AIMultiple ResearchAIMultiple Research

Pytorch Lightning in '24: What's new, benefits & key features

Today, almost everyone is aware of the power of data and how useful it can be to use data to solve various problems. However, not everyone can use data efficiently to drive beneficial insights. Big data stats show that companies cannot analyze 60% to 70% of all data due to several reasons:

  • Lack of awareness: Not being aware that data on hand can be analyzed more efficiently
  • Lack of computing resources
  • Lack of know-how: Not having enough people on the team that can process and analyze data

Emerging data science technologies such as PyTorch’s Lightning can make a data scientist’s life easier, helping them focus on research instead of struggling with computational problems.

What is PyTorch?

Pytorch is an open-source machine learning library that is based on the Torch library. It is mostly used for machine learning tasks such as computer vision and natural language processing. It was initially developed by Facebook’s AI Research (FAIR) team. The most common interface to use the library is Python, but it is also available in C++.

Plenty of prominent deep learning software were built on top of PyTorch including Uber’s Pyro,  Tesla’s Autopilot, HuggingFace’s Transformers and PyTorch’s Lightning. High-level features that PyTorch provides can be listed as:

  • Strong acceleration via GPUs which allows tensor computing (like NumPy)
  • Deep neural networks built on an automatic differentiation system

What is PyTorch Lightning?

PyTorch Lighting is a more recent version of PyTorch. It is  an open-source machine learning library with additional features that allow users to deploy complex models.

As the complexity and scale of deep learning evolved, some software and hardware have started to become inadequate. PyTorch Lightning was developed by the developers of PyTorch to catch up with the emerging technologies and enable users to have a better experience while building deep learning models. PyTorch was built in an era where AI research was mostly about network architectures and plenty of complex models for research or production were built with PyTorch. However, as models started to interact with each other, like Generative Adversarial Networks (GAN) or Bidirectional Encoder Representations from Transformers (BERT), adoption of new technologies became inevitable.

What are the benefits of using PyTorch Lightning?

Interacting models

Deep learning systems, a collection of models interacting with each other, are encapsulated by PyTorch Lightning. This means that Lightning is built for more complicated research and production cases of today’s world, where many models interact with each other using complex rules. For example, GAN models may interact with each other to yield more accurate results and PyTorch Lightning enables this interaction to be simpler than it used to be.
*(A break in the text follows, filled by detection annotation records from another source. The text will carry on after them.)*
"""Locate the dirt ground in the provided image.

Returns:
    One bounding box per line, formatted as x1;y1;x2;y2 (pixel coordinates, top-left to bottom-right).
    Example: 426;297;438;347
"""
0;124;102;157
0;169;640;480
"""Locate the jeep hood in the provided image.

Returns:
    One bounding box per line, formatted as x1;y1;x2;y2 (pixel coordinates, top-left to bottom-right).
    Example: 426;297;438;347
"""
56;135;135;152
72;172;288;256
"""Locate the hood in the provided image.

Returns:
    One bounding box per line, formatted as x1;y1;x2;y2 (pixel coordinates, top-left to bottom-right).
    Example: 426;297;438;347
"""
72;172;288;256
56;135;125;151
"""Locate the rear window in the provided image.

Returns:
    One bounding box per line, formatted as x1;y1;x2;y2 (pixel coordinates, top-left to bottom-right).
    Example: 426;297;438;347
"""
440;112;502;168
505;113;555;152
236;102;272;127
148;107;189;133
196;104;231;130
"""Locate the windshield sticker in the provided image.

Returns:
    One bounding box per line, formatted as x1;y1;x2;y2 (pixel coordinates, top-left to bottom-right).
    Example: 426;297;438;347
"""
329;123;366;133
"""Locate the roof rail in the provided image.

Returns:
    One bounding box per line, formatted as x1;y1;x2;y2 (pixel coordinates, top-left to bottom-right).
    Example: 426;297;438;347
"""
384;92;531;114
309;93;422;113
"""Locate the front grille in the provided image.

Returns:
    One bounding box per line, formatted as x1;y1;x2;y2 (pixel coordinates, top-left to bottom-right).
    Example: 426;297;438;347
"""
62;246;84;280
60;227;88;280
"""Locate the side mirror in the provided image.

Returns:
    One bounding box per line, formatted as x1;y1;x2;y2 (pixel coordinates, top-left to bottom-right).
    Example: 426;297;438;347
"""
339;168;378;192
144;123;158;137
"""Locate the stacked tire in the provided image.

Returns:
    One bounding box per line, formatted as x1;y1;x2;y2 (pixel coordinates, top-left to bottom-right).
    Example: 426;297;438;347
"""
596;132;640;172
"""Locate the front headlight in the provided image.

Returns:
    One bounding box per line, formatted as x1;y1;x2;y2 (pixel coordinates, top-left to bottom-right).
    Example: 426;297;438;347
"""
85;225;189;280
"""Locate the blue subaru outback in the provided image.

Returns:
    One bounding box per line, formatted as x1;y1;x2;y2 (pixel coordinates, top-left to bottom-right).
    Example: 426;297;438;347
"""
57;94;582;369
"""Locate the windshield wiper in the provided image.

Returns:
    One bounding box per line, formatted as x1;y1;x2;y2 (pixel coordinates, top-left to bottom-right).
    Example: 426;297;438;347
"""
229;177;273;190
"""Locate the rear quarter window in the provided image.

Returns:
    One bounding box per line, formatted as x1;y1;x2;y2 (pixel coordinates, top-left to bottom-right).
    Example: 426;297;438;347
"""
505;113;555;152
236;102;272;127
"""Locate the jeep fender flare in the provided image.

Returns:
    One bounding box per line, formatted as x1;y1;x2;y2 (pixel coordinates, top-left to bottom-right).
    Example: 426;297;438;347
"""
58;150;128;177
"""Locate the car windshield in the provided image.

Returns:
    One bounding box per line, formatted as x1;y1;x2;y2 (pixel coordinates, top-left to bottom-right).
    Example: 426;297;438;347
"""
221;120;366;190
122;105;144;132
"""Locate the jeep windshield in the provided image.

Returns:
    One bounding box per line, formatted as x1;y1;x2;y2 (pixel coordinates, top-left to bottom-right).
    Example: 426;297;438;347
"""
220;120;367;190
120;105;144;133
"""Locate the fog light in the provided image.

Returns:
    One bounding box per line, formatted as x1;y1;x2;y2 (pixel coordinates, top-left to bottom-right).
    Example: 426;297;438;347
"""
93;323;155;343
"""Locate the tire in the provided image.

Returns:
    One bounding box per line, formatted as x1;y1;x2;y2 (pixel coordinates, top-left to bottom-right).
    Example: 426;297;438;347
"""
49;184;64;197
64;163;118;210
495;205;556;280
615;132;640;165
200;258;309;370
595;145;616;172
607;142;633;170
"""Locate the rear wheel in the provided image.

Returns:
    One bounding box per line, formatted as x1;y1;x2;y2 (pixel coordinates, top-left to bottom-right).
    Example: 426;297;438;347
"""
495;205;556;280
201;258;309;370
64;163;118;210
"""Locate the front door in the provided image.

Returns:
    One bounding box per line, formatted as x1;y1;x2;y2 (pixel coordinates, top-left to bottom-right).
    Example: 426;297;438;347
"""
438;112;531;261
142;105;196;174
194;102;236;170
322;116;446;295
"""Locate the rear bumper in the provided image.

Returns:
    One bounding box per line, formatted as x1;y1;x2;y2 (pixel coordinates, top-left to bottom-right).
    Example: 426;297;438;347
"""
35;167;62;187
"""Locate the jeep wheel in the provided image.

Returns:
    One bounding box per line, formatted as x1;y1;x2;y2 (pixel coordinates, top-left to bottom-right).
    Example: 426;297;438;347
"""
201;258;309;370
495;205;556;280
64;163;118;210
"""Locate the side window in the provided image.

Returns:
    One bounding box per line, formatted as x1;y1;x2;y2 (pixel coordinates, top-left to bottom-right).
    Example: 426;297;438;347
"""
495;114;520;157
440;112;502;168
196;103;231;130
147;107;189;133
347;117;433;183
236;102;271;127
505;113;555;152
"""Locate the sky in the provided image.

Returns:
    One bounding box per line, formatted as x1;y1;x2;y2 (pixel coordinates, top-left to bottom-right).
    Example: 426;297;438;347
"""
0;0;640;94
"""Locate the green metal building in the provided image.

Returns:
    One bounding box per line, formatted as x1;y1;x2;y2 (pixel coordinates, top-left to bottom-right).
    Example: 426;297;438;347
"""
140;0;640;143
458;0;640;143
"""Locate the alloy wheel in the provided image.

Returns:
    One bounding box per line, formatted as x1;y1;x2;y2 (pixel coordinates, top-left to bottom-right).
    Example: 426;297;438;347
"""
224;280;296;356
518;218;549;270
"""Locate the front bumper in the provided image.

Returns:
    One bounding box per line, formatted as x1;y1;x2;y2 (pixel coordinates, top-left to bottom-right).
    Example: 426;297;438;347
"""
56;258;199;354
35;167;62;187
You can check this website for a real-life application of GAN models, which creates a new artificial human face every time you refresh the page.

Overcome hardware limitations

PyTorch Lightning aims for users to focus more on science and research instead of worrying about how they will deploy the complex models they are building. Sometimes some simplifications are made to models so that the model can run on the computers available in the company. However, by using cloud technologies, PyTorch Lightning allows users to debug their model which normally requires 512 GPUs on their laptop using CPUs without needing to change any part of the code. You can check more about this cloud-based service that grid.ai provides and join to the waitlist.

Community-driven framework

PyTorch claims that Lightning has a growing contributor community of 300+ talented deep learning people around the world. This community involves researchers, academic staff and others that are aware of the needs that emerging technologies bring. Therefore, pertinent solutions are provided by this community to develop PyTorch into a more convenient library for certain machine learning tasks.

What are the key features of PyTorch Lightning?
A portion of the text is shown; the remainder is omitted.